Dalam waktu dekat ini, beberapa kabupaten yang masuk kategori ’’pengirim BMI terbanyak’’ di Jawa Timur bakal menggelar hajat demiokrasi alias pilkadal, seperti Malang, Ponorogo, dan Banyuwangi. Walau mungkin tidak tergolong pengirim terbanyak, ada lagi Kaupaten Trenggalek, yang, menariknya, salah satu calonnya adalah incumbent (sekarang wabub), Machsun Ismail, S.Ag. M.M, seorang mantan BMI. Ia pernah bekerja di pengeboran minyak di Malaysia sebelum menjadi anggota DPRD Kabupaten Trenggalek dan kemudian dua kali terpilih jadi Wabub Trenggalek.

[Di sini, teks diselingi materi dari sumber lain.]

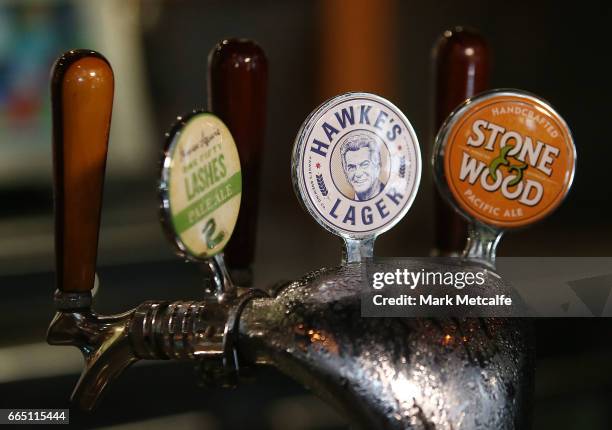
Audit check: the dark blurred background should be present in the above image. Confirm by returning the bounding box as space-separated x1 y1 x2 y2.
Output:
0 0 612 429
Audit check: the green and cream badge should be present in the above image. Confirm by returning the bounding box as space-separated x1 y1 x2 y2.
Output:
160 112 242 260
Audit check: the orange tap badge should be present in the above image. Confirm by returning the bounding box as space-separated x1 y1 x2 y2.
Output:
434 90 576 228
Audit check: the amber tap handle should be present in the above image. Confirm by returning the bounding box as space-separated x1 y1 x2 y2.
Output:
51 49 114 293
433 27 490 256
208 39 268 286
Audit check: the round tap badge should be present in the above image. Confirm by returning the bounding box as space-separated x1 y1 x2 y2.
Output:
159 112 242 260
292 93 421 239
434 90 576 228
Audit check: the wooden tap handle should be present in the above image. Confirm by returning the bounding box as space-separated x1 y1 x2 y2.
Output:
433 27 490 255
51 50 114 293
208 39 268 276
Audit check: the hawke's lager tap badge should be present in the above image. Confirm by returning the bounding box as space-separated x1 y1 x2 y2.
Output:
434 90 576 228
160 112 242 260
292 93 421 239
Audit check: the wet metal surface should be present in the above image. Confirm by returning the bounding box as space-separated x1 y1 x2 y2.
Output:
238 263 534 430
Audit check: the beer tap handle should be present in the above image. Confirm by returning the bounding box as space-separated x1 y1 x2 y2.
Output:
433 27 491 256
51 50 114 298
208 39 268 286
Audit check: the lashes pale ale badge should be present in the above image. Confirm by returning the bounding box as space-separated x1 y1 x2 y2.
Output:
434 90 576 228
292 93 421 239
159 112 242 260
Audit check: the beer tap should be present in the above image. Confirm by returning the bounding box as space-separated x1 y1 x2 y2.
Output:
47 50 136 408
48 39 573 430
432 89 576 268
208 39 268 286
432 27 491 256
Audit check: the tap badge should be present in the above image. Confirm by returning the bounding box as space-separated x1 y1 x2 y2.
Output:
292 93 421 239
159 112 242 260
434 90 576 228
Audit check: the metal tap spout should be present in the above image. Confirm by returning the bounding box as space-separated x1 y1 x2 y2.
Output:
47 296 138 410
238 263 533 430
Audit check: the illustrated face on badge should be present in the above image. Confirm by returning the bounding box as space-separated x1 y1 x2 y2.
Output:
443 92 575 227
340 132 388 201
162 112 242 259
293 93 421 238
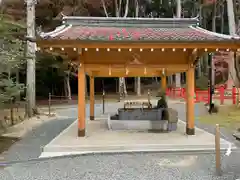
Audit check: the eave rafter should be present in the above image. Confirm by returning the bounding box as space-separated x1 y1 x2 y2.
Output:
37 40 240 51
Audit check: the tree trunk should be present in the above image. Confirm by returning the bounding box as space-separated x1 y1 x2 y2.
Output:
27 0 36 117
135 0 141 96
227 0 238 88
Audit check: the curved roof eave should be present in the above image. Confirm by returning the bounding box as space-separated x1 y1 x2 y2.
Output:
40 24 72 39
190 26 240 40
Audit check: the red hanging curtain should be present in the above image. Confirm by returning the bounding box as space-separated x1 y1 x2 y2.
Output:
203 0 217 4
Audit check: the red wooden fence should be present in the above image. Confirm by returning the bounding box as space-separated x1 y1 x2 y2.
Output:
166 86 238 104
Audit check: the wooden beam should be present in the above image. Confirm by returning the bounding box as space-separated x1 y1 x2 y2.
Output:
90 76 95 120
78 60 86 137
186 65 195 135
85 63 188 71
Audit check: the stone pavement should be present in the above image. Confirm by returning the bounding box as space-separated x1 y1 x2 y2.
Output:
0 153 240 180
1 98 236 161
41 100 234 157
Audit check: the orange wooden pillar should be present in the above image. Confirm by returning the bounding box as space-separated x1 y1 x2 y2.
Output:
186 67 195 135
78 64 86 137
161 76 167 93
90 76 95 120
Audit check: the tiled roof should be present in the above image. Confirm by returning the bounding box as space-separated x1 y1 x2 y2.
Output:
42 17 239 42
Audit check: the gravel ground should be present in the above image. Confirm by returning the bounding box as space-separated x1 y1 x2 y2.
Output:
0 153 240 180
172 103 240 147
0 118 75 162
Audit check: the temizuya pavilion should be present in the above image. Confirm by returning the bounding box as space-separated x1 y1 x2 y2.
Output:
37 17 240 137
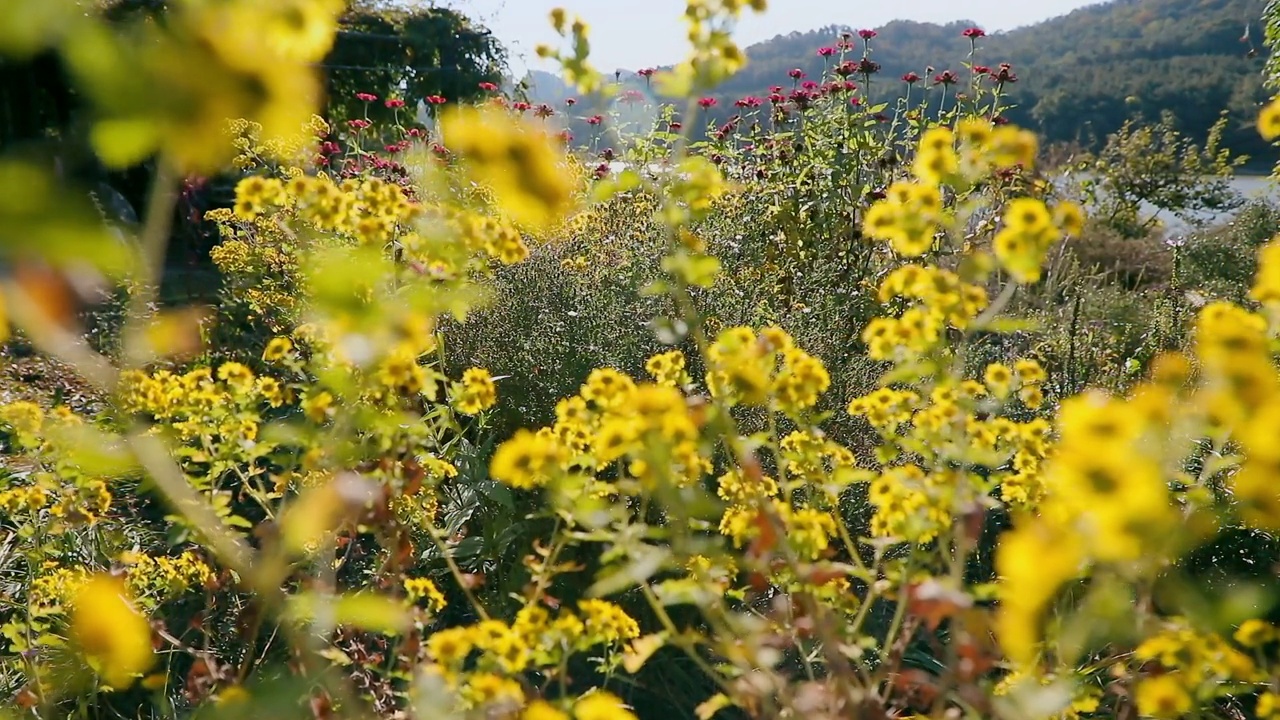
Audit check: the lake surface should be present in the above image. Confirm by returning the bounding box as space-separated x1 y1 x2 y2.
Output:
1148 176 1280 232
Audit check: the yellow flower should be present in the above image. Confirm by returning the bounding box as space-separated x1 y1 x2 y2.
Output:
1234 619 1276 647
70 575 155 689
218 363 253 392
1258 97 1280 141
404 578 448 612
581 368 635 407
1134 673 1193 719
489 430 564 489
440 108 573 228
573 691 637 720
426 628 475 667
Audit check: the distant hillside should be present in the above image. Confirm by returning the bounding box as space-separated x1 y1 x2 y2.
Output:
531 0 1268 155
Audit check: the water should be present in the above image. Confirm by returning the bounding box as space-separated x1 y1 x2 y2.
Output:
1143 176 1280 232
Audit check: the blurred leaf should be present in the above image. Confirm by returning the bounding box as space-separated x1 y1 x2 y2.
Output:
622 633 667 675
0 0 76 58
288 592 412 635
694 693 733 720
90 118 160 168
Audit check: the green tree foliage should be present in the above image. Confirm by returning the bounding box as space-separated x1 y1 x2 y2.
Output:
325 0 507 119
1083 110 1245 237
534 0 1280 159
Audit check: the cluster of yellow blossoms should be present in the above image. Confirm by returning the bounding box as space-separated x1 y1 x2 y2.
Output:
997 240 1280 676
861 264 988 360
863 118 1084 283
426 600 640 719
707 328 831 416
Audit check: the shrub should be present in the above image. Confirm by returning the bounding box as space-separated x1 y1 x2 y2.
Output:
10 0 1280 720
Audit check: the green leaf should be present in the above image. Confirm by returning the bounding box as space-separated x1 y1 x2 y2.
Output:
90 118 160 169
694 693 733 720
622 633 667 675
288 592 412 635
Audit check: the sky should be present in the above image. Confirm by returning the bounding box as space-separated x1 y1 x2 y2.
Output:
438 0 1100 73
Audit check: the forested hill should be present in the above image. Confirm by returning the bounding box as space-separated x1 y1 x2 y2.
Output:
535 0 1266 154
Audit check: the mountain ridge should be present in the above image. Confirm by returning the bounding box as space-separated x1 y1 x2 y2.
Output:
529 0 1271 155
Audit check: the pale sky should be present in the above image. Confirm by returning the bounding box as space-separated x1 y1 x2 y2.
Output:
436 0 1100 74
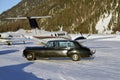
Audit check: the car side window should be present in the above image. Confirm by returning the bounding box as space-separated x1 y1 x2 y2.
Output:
68 42 75 47
59 41 75 48
47 42 55 47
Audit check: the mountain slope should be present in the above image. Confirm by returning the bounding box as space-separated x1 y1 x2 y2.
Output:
0 0 120 33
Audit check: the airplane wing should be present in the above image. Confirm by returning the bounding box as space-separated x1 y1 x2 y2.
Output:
6 16 51 19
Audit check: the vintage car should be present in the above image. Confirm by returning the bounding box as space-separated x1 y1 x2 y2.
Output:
23 40 95 61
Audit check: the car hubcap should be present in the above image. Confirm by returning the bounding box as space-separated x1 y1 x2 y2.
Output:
27 54 33 59
73 54 78 60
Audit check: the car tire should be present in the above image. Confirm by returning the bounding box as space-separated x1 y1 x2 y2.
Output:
26 53 36 61
71 54 80 61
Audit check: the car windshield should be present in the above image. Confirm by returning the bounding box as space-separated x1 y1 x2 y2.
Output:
47 41 81 48
59 41 75 47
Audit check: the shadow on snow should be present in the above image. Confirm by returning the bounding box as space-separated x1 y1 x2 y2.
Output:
0 62 44 80
0 50 19 55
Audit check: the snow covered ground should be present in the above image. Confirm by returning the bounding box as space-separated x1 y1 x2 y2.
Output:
0 35 120 80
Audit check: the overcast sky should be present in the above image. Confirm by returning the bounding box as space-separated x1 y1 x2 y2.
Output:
0 0 21 14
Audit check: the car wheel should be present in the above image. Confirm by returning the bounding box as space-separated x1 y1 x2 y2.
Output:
26 53 36 60
71 54 80 61
7 41 12 45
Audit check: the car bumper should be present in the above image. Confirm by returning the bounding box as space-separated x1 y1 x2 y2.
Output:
90 50 96 55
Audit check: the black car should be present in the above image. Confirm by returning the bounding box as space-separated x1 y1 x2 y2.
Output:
23 40 95 61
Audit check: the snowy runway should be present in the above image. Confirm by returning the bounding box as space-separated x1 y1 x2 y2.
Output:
0 34 120 80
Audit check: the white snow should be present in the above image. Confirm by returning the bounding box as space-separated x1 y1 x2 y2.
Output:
95 12 112 34
0 32 120 80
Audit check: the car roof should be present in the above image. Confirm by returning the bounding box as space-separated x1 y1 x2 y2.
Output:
48 40 76 42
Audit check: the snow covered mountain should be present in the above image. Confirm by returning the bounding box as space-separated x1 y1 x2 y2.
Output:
0 0 120 33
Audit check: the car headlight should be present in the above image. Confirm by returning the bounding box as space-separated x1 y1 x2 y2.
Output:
90 50 96 54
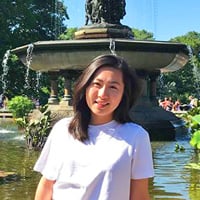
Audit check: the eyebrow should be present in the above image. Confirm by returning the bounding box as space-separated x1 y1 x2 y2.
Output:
93 78 121 85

Acara depat seperti digagas SBMI (Serikat buruh Migran) Jawa Timur itu juga bagus bukan saja untuk mengetahui pemahaman serta rencana program para kandidat berkaitan dengan keberadaan para BMI asal daerahnya, melainkan juga seklaligus menjadi momentum untuk membekali para calon pemimpin daerah dengan pengalaman yang akan menjadi ingatan --terutama bagi calon terpilih, agar kelak benar-benar bijak menghadapi berbagai persoalannya, dan menjadi pemimpin yang tidak hanya melihat rakyatnya sebagai angka.

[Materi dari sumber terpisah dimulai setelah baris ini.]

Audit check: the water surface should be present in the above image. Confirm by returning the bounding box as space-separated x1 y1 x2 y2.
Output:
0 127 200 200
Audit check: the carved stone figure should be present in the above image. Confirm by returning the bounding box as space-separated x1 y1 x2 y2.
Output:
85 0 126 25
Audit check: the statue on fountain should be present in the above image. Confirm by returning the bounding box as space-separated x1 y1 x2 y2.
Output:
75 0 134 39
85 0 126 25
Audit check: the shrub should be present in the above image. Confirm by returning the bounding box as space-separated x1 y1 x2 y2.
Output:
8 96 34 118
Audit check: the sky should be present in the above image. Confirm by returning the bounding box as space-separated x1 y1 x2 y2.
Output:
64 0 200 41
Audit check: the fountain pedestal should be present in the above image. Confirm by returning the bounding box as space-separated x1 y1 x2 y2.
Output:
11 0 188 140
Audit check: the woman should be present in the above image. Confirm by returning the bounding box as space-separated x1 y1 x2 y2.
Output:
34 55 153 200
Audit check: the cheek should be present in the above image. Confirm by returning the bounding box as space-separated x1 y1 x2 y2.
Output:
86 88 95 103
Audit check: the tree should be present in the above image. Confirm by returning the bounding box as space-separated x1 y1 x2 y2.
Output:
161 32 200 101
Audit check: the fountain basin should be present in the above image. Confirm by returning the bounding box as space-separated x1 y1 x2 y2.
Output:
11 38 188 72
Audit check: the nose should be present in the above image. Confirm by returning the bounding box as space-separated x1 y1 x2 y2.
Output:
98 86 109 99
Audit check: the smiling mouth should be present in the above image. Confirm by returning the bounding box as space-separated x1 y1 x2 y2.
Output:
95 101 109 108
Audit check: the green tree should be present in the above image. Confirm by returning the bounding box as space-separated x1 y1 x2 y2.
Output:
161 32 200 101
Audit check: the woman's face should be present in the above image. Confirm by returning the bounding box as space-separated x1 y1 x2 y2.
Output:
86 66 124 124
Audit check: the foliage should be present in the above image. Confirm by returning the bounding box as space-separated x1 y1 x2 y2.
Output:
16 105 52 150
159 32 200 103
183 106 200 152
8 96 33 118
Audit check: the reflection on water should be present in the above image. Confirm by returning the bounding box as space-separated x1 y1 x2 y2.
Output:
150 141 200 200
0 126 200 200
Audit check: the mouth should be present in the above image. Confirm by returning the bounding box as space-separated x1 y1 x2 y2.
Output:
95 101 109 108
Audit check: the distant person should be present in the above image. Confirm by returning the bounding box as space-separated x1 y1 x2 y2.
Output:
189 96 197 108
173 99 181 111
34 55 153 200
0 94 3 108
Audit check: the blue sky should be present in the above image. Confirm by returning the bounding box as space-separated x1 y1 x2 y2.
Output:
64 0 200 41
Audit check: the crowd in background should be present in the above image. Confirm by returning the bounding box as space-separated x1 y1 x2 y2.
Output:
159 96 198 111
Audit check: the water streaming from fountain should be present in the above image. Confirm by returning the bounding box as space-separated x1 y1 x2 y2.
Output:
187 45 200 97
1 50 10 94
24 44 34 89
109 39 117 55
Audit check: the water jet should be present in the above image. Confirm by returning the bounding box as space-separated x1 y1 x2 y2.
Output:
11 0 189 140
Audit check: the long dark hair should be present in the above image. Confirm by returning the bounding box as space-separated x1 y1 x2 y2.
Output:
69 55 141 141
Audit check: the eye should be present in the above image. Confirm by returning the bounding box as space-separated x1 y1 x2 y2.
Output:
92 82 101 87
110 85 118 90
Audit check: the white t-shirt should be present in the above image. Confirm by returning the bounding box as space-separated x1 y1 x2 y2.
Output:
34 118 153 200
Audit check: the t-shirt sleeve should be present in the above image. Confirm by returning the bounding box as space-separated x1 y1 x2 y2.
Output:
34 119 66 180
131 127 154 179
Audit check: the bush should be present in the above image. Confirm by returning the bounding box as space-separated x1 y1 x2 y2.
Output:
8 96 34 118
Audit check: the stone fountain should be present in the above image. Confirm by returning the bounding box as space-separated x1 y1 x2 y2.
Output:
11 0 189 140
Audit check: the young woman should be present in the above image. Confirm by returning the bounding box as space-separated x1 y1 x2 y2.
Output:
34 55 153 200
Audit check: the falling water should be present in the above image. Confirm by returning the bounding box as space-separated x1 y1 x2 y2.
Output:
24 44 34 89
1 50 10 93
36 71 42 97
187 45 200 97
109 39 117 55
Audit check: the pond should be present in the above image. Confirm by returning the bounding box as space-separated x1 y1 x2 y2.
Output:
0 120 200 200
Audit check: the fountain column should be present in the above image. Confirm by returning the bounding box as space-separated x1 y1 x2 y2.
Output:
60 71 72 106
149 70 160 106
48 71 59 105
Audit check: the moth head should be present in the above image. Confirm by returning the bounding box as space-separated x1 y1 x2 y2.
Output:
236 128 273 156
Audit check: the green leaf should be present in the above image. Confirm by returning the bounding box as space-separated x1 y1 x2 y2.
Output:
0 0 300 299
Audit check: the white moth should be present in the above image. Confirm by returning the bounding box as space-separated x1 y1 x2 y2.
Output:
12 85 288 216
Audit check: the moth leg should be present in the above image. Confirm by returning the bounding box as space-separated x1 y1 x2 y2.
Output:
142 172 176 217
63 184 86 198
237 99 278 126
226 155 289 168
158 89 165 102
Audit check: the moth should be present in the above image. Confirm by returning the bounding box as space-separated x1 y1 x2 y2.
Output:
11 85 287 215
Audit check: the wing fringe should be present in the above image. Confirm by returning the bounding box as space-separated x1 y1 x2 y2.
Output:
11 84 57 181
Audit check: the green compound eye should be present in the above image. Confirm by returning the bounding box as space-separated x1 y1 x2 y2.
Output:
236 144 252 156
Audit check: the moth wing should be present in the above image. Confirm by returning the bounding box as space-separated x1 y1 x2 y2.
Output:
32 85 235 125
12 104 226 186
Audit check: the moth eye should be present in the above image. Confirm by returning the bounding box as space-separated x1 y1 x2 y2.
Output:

Dengan demikian, kelak, misalnya, tidak akan terulang peristiwa yang tergolong ganjil, walau tak banyak orang menyadarinya, yang pernah terjadi di Blitar. Pada 2007 Putri Raemawasti yang asal Blitar itu terpilih sebagai Miss Indonesia. Ia lalu diarak keliling kota Blitar, dielu-elukan sebagai telah membawa nama baik daerah asalnya. Lalu, tahun berikutnya (2008) seorang BMI asal Blitar juga, Etik Juwita namanya, berhasil memasukkan namanya di barisan 20 cerpenis terhebat Indonesia versi Pena Kencana, dan dimonumenkan dalam buku yang diterbitkan Gramedia. Anehnya, seperti tak ada orang Blitar yang mengetahuinya, apalagi para pejabat daerah di sana. Jangankan diarak, barangkalai sekadar ucapan selamat via SMS atau apalagi telepon pun juga tidak.

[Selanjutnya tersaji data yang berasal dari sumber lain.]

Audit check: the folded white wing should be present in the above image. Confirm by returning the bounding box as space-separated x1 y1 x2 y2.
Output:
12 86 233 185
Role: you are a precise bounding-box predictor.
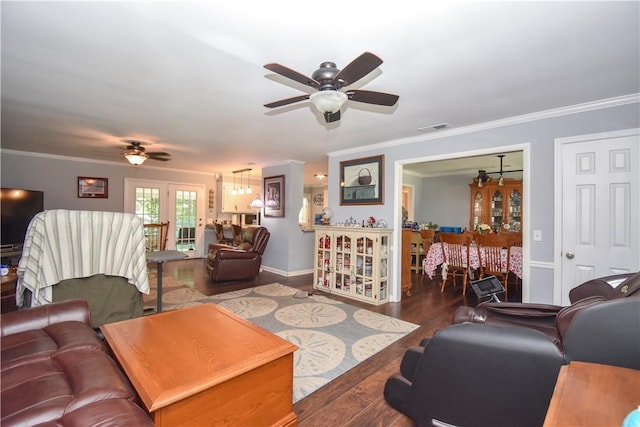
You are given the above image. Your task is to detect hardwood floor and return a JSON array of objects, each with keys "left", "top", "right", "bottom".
[{"left": 164, "top": 259, "right": 521, "bottom": 427}]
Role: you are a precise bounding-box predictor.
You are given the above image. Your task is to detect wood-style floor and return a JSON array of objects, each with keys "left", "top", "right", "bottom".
[{"left": 164, "top": 259, "right": 521, "bottom": 427}]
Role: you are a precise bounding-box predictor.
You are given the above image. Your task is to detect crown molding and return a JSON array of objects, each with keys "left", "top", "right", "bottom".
[{"left": 327, "top": 93, "right": 640, "bottom": 157}]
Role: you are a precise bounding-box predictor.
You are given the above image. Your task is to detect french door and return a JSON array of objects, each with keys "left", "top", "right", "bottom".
[{"left": 124, "top": 178, "right": 205, "bottom": 258}]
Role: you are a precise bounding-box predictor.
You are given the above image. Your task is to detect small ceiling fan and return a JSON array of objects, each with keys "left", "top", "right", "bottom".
[
  {"left": 264, "top": 52, "right": 399, "bottom": 123},
  {"left": 122, "top": 139, "right": 171, "bottom": 166}
]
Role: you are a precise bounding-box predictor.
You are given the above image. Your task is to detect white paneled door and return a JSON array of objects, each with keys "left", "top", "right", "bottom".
[
  {"left": 559, "top": 130, "right": 640, "bottom": 305},
  {"left": 124, "top": 178, "right": 205, "bottom": 258}
]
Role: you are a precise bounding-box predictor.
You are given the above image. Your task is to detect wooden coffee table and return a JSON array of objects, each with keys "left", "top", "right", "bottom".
[{"left": 100, "top": 304, "right": 297, "bottom": 426}]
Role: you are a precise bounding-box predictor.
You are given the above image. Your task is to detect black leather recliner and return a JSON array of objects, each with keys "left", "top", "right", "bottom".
[
  {"left": 452, "top": 272, "right": 640, "bottom": 348},
  {"left": 384, "top": 298, "right": 640, "bottom": 426}
]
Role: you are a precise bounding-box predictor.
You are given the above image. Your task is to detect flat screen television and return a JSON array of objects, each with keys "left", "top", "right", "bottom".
[{"left": 0, "top": 188, "right": 44, "bottom": 251}]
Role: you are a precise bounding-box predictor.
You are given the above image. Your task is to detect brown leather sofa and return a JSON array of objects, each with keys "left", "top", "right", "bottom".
[
  {"left": 0, "top": 299, "right": 154, "bottom": 427},
  {"left": 452, "top": 272, "right": 640, "bottom": 349},
  {"left": 207, "top": 227, "right": 271, "bottom": 282}
]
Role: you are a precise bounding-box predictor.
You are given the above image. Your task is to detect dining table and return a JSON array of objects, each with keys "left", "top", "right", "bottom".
[{"left": 422, "top": 242, "right": 522, "bottom": 279}]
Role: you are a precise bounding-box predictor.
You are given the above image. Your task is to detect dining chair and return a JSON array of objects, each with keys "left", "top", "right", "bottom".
[
  {"left": 231, "top": 224, "right": 242, "bottom": 246},
  {"left": 476, "top": 233, "right": 511, "bottom": 300},
  {"left": 420, "top": 228, "right": 436, "bottom": 280},
  {"left": 440, "top": 233, "right": 471, "bottom": 295},
  {"left": 144, "top": 221, "right": 169, "bottom": 252}
]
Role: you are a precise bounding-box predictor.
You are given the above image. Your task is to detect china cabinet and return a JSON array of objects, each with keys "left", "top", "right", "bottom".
[
  {"left": 469, "top": 180, "right": 523, "bottom": 233},
  {"left": 313, "top": 226, "right": 392, "bottom": 304}
]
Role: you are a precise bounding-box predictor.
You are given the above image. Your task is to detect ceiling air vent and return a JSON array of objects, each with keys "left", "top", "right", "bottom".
[{"left": 418, "top": 123, "right": 451, "bottom": 133}]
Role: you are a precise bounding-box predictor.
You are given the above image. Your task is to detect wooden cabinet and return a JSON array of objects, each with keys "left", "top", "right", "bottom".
[
  {"left": 313, "top": 226, "right": 392, "bottom": 304},
  {"left": 469, "top": 180, "right": 523, "bottom": 233}
]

Ayo sekarang kita bandingkan, kira-kira siapa memberikan isnpirasi lebih esensial, seorang selebritis dadakan itu ataukah seorang penulis seperti Etik? Berdasarkan pengalaman selama ini, kalau sekadar semacam ratu cantik kelas nasional, sebentar juga dilupakan orang, apalagi jika yang bersangkutan tidak bisa mewarnai perjalanan kehidupannya dengan hal-hal positif yang menginspirasi banyak orang. Kalau boleh sedikit slengekan, ia, ’’si ratu cantik’’ itu akan memudar seiring usianya. Sementara ’’si juara sastra’’ makin tua akan makin ’seksi’-lah dia! Tulisan, walau sekadar sebuah cerpen atau sebuah puisi, ketika ia sudah dimonumenkan dalam buku seprestisius itu, selama anak sekolah masih mendapatkan pelajaran bahasa dan sastra, selama masih ada fakultas sastra di perguruan tinggi, ia akan tetap lekat di ingatan. Malahan dalam dunia sastra, tak jarang orang justru semakin dihormati berkat karya-karyanya, setelah meninggal dunia!
Perbandingan macam bigitu memang bisa diperdebatkan. Tetapi, ketika mengingat ’nasip’ seorang Etik Juwita dibandingkan seorang Putri Raemawasti, kita jadi boleh bergumam, ’’Nah, andai dulu sebelum pilkada ada Debat Kandidat soal BMI di Blitar, ceritanya bisa lain kali yeeeee……!’’
Selamat memeringati Hari Buruh Sedunia!